Background Statement
The Foundation was formed in 1982 for the purpose of publishing and marketing a book on Colorado Springs' streetcar history, written by one of its founders, John Haney. It was donated a 1901 streetcar body and acquired through purchase, nine Philadelphia 1949 streetcars in the mid 1990s, and its mission changed then, as it realized it could restore and operate these cars on the streets.
It obtained a franchise from the City to do so in the late 1990s, and made two attempts at construction of a system during the next decade, both unsuccessful, in part because of a lack of a funding commitment by the City (unlike all other cities that have constructed systems).
In 2010, a concerted effort was made to put a system in place on Tejon St., private funding for a feasibility study was obtained, and a broad based task force was formed. When the follow-on, federally funded grant application was turned down by the Federal Transit Administration, the task force disbanded. Left alone, the Foundation determined to push forward on it own, with no tax dollars, and this application is part of that.

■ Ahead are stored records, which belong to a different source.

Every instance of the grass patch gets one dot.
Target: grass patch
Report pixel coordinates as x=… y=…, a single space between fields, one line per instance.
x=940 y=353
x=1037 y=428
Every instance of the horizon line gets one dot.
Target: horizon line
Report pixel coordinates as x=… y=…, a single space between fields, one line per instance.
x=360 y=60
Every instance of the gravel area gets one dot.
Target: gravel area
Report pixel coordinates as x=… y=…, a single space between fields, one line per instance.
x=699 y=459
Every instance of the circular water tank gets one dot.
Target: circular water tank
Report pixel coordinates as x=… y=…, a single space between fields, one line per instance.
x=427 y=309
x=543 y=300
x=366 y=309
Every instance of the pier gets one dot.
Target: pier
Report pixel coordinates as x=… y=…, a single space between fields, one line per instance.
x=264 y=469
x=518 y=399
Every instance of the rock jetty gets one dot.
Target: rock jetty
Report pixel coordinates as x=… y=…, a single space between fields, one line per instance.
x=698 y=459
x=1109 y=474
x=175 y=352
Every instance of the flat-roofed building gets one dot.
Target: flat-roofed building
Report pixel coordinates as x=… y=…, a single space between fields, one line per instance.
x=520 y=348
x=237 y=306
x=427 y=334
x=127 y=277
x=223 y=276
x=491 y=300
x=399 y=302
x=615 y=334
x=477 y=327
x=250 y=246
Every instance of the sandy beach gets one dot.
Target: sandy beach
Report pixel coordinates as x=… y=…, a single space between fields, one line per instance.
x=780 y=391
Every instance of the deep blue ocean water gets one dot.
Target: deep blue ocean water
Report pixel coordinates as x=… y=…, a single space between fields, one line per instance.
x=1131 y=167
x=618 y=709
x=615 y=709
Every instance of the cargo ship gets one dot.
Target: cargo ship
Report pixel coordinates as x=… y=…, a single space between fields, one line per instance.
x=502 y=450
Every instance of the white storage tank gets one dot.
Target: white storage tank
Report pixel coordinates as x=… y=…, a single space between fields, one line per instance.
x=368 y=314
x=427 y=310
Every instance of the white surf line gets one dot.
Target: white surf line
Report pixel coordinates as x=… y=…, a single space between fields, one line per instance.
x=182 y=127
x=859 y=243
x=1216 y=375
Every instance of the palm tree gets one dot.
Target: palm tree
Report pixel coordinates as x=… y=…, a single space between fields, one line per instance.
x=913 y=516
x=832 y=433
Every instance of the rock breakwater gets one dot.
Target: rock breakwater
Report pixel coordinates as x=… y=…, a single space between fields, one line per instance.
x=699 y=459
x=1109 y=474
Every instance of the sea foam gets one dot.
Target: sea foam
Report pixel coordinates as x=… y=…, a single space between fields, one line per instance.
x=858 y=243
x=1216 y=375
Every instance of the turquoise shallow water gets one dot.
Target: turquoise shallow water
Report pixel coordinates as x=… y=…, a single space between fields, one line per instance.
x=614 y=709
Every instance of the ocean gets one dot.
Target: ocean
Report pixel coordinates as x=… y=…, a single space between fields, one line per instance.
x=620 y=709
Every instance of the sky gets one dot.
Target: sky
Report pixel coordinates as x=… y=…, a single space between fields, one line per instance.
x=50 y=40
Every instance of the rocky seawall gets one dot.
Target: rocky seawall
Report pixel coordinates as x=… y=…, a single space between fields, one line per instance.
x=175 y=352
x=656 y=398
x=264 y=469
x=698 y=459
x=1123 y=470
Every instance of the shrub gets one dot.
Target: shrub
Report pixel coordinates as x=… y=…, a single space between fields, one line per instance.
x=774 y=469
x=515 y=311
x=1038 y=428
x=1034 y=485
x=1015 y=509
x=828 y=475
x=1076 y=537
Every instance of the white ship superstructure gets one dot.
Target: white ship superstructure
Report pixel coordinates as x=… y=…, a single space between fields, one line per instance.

It believes that a system can be put in place for roughly 40% of the cost of a federally funded program, because it already has vehicles that can be restored at about 1/3 the cost of new cars being marketed (historic replicas), and because it has the expertise to design, engineer, and construct such a system without the use of outside consultants, as the Feds insist on.
In the meantime, it has continued to work on acquiring museum artifacts, its restoration efforts on the historic streetcars (built between 1901 and 1947) and a move to the N. Nevada site, adjacent to where it anticipates laying track in the street.